Input schemas describe structure but not intent. Descriptions should explain non-obvious parameter relationships and valid value ranges.

Purpose4/5

Does the description clearly state what the tool does and how it differs from similar tools?

The description clearly states the action ('Lists') and resource ('all namespaces'), specifying scope ('available for the current API key and optional tenant ID'). It distinguishes from siblings like 'getNamespace' (singular) and 'createNamespace' (write operation), but doesn't explicitly contrast with other list operations like 'listConnections'.

Agents choose between tools based on descriptions.
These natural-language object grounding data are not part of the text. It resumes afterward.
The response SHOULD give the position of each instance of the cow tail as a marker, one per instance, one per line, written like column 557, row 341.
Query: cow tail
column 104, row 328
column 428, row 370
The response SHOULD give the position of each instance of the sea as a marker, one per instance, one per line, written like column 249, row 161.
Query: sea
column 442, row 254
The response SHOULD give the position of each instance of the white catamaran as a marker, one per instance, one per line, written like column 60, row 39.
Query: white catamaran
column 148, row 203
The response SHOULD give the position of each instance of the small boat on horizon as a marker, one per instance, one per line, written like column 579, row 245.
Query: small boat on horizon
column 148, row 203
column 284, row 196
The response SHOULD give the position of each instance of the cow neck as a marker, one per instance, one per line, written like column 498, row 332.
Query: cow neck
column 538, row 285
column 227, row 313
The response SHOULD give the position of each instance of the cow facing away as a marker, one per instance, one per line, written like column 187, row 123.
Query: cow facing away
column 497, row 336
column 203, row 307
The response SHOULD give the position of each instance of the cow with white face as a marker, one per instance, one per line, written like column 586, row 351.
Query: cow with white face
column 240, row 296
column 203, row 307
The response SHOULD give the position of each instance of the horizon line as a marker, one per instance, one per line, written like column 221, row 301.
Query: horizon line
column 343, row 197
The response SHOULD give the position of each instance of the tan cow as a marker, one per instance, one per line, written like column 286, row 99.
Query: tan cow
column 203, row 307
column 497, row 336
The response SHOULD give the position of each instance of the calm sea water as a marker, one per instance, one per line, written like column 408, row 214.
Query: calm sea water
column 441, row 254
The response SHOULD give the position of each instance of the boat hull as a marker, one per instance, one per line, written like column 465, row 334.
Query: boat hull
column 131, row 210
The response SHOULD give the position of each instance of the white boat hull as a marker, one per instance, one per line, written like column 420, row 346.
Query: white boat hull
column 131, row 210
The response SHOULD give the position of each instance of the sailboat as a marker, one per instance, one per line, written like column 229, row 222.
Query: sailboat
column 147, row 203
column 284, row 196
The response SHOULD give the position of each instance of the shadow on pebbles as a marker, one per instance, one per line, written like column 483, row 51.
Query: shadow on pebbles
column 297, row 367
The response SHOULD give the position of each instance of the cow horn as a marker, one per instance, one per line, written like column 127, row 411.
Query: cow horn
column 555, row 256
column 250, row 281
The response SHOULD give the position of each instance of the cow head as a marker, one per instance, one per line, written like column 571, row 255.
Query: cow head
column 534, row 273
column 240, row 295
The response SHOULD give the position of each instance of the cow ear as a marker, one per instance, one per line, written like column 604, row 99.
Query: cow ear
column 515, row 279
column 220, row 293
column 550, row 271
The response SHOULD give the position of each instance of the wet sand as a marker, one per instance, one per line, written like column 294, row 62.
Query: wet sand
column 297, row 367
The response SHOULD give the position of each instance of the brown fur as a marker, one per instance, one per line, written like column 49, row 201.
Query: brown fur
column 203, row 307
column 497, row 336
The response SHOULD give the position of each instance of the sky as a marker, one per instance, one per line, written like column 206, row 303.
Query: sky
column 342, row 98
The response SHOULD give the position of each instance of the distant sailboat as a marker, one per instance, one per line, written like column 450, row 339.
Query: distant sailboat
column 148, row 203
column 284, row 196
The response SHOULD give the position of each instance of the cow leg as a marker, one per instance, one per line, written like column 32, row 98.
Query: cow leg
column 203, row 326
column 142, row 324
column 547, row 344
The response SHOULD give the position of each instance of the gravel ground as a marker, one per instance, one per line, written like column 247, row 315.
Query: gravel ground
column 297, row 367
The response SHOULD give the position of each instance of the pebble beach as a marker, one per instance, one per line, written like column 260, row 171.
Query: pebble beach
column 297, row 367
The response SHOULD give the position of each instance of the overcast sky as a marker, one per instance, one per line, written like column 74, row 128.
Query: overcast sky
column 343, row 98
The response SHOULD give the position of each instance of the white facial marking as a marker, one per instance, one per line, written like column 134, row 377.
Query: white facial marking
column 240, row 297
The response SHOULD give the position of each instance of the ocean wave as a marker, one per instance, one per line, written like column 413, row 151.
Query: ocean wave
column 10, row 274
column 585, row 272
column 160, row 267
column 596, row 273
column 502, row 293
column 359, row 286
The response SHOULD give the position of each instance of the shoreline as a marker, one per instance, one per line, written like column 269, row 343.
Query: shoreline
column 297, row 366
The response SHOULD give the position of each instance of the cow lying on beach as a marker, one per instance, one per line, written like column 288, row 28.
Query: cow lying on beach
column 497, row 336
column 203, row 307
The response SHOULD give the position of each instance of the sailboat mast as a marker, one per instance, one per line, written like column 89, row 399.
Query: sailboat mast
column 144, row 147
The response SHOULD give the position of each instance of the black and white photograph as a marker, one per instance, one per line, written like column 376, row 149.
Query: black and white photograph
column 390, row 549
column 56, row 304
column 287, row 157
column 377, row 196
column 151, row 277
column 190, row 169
A clear purpose with a specific verb and resource helps agents select the right tool.

Usage Guidelines3/5

Does the description explain when to use this tool, when not to, or what alternatives exist?

The description implies usage when needing to enumerate namespaces, mentioning the optional 'tenantId' parameter. However, it provides no explicit guidance on when to use this versus alternatives like 'getNamespace' for specific namespace details or 'createNamespace' for creating new ones, nor does it mention prerequisites or exclusions.

Agents often have multiple tools that could apply. Explicit usage guidance like "use X instead of Y when Z" prevents misuse.